The member function map is a higher order function, accepting a transformer function as parameter. Using customizable higher order functions allows us to think about solutions differently. Function map allows us to apply a generic operation to the data type and means we can focus on the result.

A somewhat more elaborate illustration is given in Example 5 which implements a repository of users. We need to be able to find a user by their unique id. A request made with a non-existent id suggests a return type of OptionIF<User>.
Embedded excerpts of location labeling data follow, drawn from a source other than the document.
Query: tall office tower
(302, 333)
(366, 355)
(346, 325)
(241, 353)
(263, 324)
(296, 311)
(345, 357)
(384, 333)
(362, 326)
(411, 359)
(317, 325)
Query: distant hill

Example 5: User repository

package example5

import com.adt.kotlin.data.immutable.option.*

class User(val id: Int, val firstName: String, val lastName: String, val age: Int)

class UserRepository {

    fun findById(id: Int): OptionIF<User> {
        return if (users.containsKey(id)) {
            val user: User = users.get(id)!!
            Some(user)
        } else
            None<User>()
    }

// ---------- properties ----------------------------------

    val users: Map<Int, User> = hashMapOf(
            1 to User(1, "Ken", "Barclay", 25),
            2 to User(2, "John", "Savage", 31)
    )
}

fun main(args: Array<String>) {
    val repository: UserRepository = UserRepository()
    val user: OptionIF<User> = repository.findById(1)
    val userName: OptionIF<String> = user.map{u -> "${u.firstName} ${u.lastName}"}
    if (userName.isDefined())
        println("User: ${userName.get()}")      // => User: Ken Barclay
}

Our dummy implementation uses a HashMap. Perhaps we might develop a Map<K, V> implementation with a lookUpKey member function that returns an OptionIF<V>.

In the follow-on blog I will consider some more advanced use-cases with OptionIF<T>. I aim to show how more powerful abstractions over the OptionIF<T> type can reduce the complexity of functions, encouraging us to cede control to these abstractions and remove the need to code each atomic step in an algorithm.


3 comments:

ctran said...

Where is this OptionIF type from?

Greg Zak said...

Hello Ken,
I have really appreciated your writing on Groovy both here in your blog and in your book.

Apologies for using your blog comment to ask this, as it's not related to the post, but I'm running out of paths to the answer.

The Groovy Programming Book solutions/example/code site put up via the University is as I'm sure you know, down. Do you have an alternate location where I might find those. Or can you email them to me directly. I'm a new programmer and would like the assurance that I'm going about groovy properly.
Thanks.
gzak001@yahoo.com

uri said...

Any way you can make this avail in Maven?
I've tried to use the lib you provided in your git repo but for some reason, it's not recognizing the classes inside of it.
I'm guessing because you built it using an older version of Java.